Dataflow resource limits

MaterializeInc / materialize

The data warehouse for operational workloads.

https://materialize.com

Other

5.66k stars 457 forks source link

Dataflow resource limits #4257

Open cuongdo opened 3 years ago

cuongdo commented 3 years ago

One way to avoid OOMs is to let users specify resource limits for dataflows that Materialize enforces. Memory limits might be expressed in records (we have record counts now) or bytes (requires much more upfront work). Runtime limits, for one-off dataflows, might be expressed in wall clock time or CPU time.

This is a stub for a more detailed product spec.

@frankmcsherry: could you document your thoughts about what's needed to make progress on this?

@awang: we should consider this task or tasks that contribute to this goal for 0.6

cc @benesch @umanwizard

Memory limits will depend on #815. Runtime limits will depend on #2392.

krishmanoh2 commented 3 years ago

If we can have a basic parameter like max_memory_gb as a top level parameter, would be simpler to use.

umanwizard commented 3 years ago

@krishmanoh2 That would indeed be simple, but I'm not sure if it would be useful. Most users will be running Materialize alone on its own box, and it will be okay if it uses all the memory available. At that point, it doesn't really matter if Materialize crashes from exceeding the parameter, or from the Linux OOM killer reaping it.

Per-dataflow policies seem more useful, as they would prevent one bad query from bringing down the system.

Either solution seems pretty difficult/involved to implement.

krishmanoh2 commented 3 years ago

In reality, we do not know what else is going to be running on the system.

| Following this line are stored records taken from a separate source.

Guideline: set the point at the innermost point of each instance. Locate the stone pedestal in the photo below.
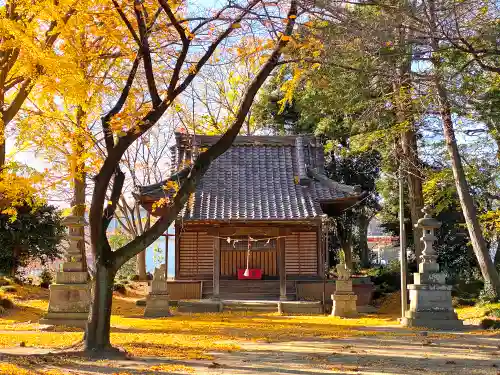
(157, 301)
(69, 302)
(344, 299)
(430, 297)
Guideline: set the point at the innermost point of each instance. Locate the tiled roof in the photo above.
(261, 180)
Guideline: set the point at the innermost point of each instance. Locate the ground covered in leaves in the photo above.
(242, 343)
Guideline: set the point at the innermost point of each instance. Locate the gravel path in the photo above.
(367, 355)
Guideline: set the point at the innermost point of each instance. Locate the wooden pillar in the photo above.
(216, 276)
(281, 267)
(166, 255)
(320, 252)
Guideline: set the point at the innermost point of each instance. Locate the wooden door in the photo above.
(262, 256)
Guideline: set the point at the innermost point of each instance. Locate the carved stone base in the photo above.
(69, 305)
(157, 306)
(78, 320)
(344, 304)
(431, 306)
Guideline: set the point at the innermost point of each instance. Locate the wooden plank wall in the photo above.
(196, 255)
(266, 260)
(301, 253)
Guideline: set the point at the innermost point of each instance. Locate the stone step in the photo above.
(264, 306)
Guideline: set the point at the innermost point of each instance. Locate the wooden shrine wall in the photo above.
(196, 256)
(301, 253)
(266, 260)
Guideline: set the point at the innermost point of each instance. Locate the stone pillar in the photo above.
(430, 297)
(157, 305)
(216, 275)
(282, 268)
(70, 296)
(344, 299)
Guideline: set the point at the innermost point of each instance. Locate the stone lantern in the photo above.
(430, 297)
(344, 299)
(69, 302)
(157, 301)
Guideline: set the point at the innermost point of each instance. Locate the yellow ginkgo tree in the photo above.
(59, 120)
(172, 46)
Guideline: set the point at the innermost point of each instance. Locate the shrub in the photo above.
(5, 281)
(6, 303)
(490, 324)
(9, 289)
(493, 312)
(387, 279)
(46, 278)
(468, 288)
(459, 301)
(120, 288)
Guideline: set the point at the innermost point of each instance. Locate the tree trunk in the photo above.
(347, 249)
(414, 179)
(497, 256)
(79, 210)
(16, 254)
(98, 329)
(404, 115)
(488, 270)
(3, 148)
(79, 182)
(490, 274)
(141, 266)
(364, 251)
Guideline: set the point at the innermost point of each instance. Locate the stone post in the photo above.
(430, 297)
(70, 296)
(157, 300)
(344, 299)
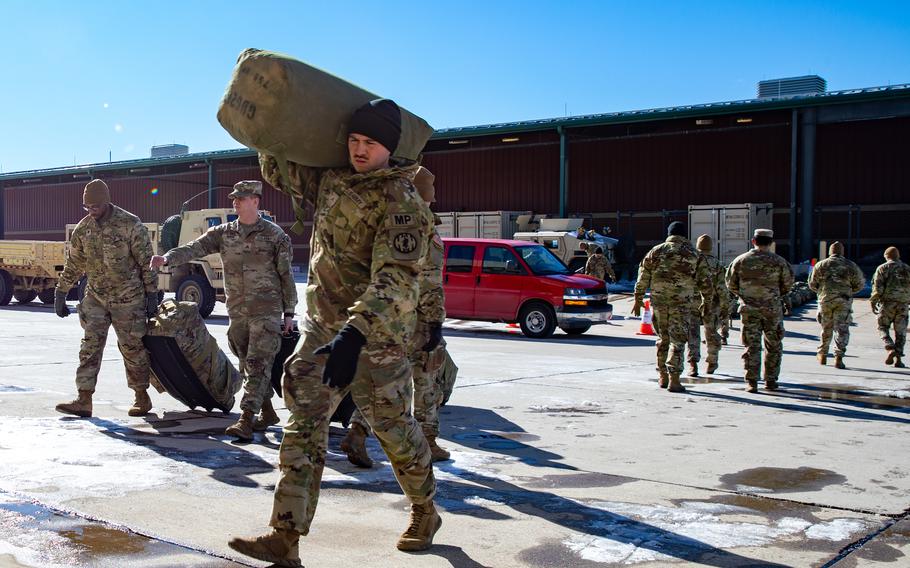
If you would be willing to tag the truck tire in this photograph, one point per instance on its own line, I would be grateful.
(576, 263)
(195, 288)
(6, 288)
(47, 296)
(576, 330)
(25, 296)
(537, 320)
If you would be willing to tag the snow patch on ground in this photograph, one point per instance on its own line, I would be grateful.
(700, 523)
(79, 459)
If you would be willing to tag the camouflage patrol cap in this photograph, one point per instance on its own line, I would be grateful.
(246, 188)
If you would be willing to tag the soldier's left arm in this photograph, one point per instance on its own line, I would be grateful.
(141, 250)
(283, 256)
(400, 243)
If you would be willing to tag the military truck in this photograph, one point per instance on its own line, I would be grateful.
(563, 238)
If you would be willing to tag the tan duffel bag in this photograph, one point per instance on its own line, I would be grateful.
(285, 108)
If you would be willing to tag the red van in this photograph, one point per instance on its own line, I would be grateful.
(520, 281)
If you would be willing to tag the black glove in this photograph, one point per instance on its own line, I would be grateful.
(151, 304)
(435, 337)
(60, 307)
(343, 352)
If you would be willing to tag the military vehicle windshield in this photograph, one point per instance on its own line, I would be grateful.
(541, 261)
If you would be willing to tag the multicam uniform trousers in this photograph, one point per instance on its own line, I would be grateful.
(671, 324)
(255, 341)
(380, 390)
(762, 326)
(129, 320)
(835, 316)
(893, 314)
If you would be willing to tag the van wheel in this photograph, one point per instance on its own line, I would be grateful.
(537, 320)
(195, 288)
(25, 296)
(576, 330)
(6, 288)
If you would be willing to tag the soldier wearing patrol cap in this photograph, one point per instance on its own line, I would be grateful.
(760, 278)
(835, 280)
(260, 297)
(112, 248)
(370, 231)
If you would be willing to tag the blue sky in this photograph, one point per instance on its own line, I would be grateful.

With this parameter set to safe defaults, we can prevent OOM which goes towards first impressions. A stable system is better perception. This also allows for a user to size the environment correctly which goes towards costing.

if this parameter was set, how would mz behave when this threshold is exceeded?

umanwizard commented 3 years ago

Can the user already limit the memory used by the process, with something like ulimit ?

krishmanoh2 commented 3 years ago

It could be, it is not preferred though and also being dependent on the user to set this variable is not common in my experience with other products.

Flink has it as a parameter as well - https://ci.apache.org/projects/flink/flink-docs-release-1.11/ops/memory/mem_setup.html

benesch commented 3 years ago

I think the broader concern here, which I imagine we all agree on, is that it should be simple and straightforward to configure dataflow resource limits. If the limits are manually configured one dataflow at a time, I can see how that would be a drag.

Regardless, I think this discussion is putting the cart before the horse. We don't presently understand how to do dataflow resource limiting at all. (Unless someone wants to pipe up!) I think we need, at minimum, the bones of an implementation before we get too deep into the design of specific configuration variables.

chaas commented 10 months ago

Bumping that this came up again recently as a potential valuable feature to avoid OOMing when running expensive queries. It would be a better experience to slow down a query and emit a warning that the resource limit was hit, just prior to and instead of OOMing. That way the user can kill the query and either size up their cluster or write a more efficient query. The notice is important though, so a user knows that they hit a limit rather than just thinking Materialize is slow.